Anstatt die CumCum-Milliarden zurückzuholen und das größte Finanzverbrechen in der Geschichte der Bundesrepublik lückenlos aufzuklären, stellten sich politische Entscheidungsträger:innen auf die Seite der Banken. Gegen Widerstände von Finanzwelt und Politik setzen sich Campact und Finanzwende weiter für die Rückholung der Steuergelder und eine umfassende Aufklärung ein. Doch die Zeit drängt.

Aktive der Bürgerbewegung Finanzwende bei einer Aktion am 24. September 2024 vor dem Bundestag in Berlin. Foto: IMAGO / Metodi Popow
Aktive der Bürgerbewegung Finanzwende bei einer Aktion am 24. September 2024 vor dem Bundestag in Berlin. Foto: IMAGO / Metodi Popow

150 Milliarden Euro – so hoch ist der geschätzte Steuerschaden durch CumCum und CumEx, davon 36 Milliarden allein in Deutschland. Wobei Steuerschaden viel zu harmlos klingt. Es ist Raub, der größte in der Geschichte des Landes. Wie viel sich der Fiskus davon zurückgeholt hat? Nicht einmal zwei Prozent! Zwar geht bei den CumEx-Geschäften die Aufklärung langsam voran, doch der weitaus größere Schaden entstand durch die CumCum-Betrügereien. In Deutschland liegt der Mindestschaden aus CumCum-Geschäften innerhalb von 20 Jahren bei 28,5 Milliarden Euro.

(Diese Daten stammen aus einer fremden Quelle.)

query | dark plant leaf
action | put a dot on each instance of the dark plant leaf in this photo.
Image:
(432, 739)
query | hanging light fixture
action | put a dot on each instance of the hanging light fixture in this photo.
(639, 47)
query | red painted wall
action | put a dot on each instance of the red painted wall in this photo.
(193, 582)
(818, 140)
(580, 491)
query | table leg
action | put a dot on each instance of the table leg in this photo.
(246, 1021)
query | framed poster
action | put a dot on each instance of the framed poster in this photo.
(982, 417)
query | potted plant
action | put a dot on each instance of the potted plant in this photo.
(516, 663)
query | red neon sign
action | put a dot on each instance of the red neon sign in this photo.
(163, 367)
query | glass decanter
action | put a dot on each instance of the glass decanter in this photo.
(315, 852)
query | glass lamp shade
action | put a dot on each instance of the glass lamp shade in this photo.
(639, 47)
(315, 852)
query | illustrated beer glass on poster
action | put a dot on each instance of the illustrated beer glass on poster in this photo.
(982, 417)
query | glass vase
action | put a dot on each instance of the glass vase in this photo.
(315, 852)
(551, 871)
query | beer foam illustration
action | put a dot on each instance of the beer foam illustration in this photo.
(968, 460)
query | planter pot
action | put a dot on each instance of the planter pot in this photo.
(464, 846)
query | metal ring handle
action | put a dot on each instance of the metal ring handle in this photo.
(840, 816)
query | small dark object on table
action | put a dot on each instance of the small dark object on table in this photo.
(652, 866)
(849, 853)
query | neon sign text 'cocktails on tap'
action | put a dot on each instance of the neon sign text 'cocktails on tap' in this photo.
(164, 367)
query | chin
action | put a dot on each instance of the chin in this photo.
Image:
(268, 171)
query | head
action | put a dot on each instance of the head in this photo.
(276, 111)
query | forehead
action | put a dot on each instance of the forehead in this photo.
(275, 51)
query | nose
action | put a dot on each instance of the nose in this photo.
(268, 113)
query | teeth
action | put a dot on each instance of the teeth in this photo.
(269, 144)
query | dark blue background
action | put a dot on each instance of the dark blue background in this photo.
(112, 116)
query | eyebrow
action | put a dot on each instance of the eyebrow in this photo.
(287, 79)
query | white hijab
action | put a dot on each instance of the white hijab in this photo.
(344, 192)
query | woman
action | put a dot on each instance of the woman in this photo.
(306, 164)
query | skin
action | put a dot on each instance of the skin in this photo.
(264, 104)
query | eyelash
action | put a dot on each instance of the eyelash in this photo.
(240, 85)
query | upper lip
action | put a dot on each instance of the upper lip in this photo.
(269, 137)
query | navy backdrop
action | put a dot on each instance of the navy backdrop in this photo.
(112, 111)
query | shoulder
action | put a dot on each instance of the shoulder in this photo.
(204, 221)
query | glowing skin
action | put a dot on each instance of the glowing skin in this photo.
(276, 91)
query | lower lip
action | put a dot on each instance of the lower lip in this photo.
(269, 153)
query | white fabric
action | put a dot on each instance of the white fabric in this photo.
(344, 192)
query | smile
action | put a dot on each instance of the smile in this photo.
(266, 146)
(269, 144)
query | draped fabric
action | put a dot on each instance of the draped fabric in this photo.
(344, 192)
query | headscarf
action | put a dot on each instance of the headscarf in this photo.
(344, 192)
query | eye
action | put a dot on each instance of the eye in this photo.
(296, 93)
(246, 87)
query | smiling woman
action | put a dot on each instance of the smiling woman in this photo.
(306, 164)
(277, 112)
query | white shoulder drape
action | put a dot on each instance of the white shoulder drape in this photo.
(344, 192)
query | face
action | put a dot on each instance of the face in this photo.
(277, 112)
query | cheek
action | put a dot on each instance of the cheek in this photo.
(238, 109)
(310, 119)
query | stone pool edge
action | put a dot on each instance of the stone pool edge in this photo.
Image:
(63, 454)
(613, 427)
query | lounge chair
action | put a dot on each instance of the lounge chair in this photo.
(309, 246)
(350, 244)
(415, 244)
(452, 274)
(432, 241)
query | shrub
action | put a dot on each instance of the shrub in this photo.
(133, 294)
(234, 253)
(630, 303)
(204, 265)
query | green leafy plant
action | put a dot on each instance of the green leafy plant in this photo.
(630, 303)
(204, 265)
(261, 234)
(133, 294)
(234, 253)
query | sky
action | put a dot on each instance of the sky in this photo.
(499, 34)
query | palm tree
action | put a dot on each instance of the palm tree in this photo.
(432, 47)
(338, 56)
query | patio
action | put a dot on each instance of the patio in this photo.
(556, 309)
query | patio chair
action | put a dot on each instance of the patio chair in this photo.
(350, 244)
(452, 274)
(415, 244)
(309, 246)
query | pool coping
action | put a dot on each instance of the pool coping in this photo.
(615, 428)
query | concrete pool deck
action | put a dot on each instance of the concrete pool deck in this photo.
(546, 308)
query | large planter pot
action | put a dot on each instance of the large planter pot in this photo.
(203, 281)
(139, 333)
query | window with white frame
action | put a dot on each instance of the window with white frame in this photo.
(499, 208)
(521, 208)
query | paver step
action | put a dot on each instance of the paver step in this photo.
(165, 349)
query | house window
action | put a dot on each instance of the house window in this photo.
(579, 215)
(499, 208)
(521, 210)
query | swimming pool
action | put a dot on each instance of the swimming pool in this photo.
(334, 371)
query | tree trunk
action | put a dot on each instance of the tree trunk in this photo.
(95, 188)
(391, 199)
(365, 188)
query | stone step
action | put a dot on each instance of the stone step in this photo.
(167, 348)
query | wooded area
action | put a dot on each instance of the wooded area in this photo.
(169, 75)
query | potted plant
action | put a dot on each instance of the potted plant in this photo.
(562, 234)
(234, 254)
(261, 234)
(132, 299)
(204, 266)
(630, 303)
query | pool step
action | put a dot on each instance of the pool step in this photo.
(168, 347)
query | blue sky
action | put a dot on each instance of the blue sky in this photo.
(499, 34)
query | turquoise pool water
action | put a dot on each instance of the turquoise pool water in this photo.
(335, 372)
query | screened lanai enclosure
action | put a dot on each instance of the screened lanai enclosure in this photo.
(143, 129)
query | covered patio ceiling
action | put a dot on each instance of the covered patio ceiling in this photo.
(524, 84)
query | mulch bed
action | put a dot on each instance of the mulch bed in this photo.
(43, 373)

Geld, das uns gestohlen wurde. Was hätten wir damit alles machen können: Klimageld auszahlen, das 9-Euro-Ticket finanzieren, Kitas und Schulen sanieren oder die Bahn ausbauen. Nichts davon ist derzeit möglich. Und es wird noch schlimmer. Vor Kurzem legalisierte der Bundestag im Grunde das Schreddern von Beweisen.

Wie konnte der Steuerraub passieren?

Doch bevor wir uns den Beschluss des Bundestags ansehen, müssen wir den Steuerraub erst einmal verstehen. Denn im Kern ging es bei den CumCum-Geschäften darum, sich vom Fiskus eine Steuer zurückerstatten zu lassen, auf welche der oder die Eigentümer:in der Aktien grundsätzlich kein Anrecht hat. Die Bürgerbewegung Finanzwende hat die Konstellation schlüssig erklärt:

  1. Banken in Deutschland und andere sogenannte Steuerinländer haben Anspruch auf eine Rückerstattung der Kapitalertragsteuer. Ausländische Investoren, wie Staatsfonds oder ausländische Versicherer, die deutsche Aktien besitzen, haben diesen Anspruch nicht.
  2. Daher übertrugen ausländische Aktionäre ihre deutschen Aktien für den Zeitpunkt der Dividendenauszahlung an eine in Deutschland ansässige Bank.
  3. Kurz nach der Dividendenausschüttung gingen die Aktien zurück an die ursprünglichen Besitzer.
  4. Die daraus resultierende Steuerrückerstattung wurde zwischen den beteiligten Akteuren aufgeteilt.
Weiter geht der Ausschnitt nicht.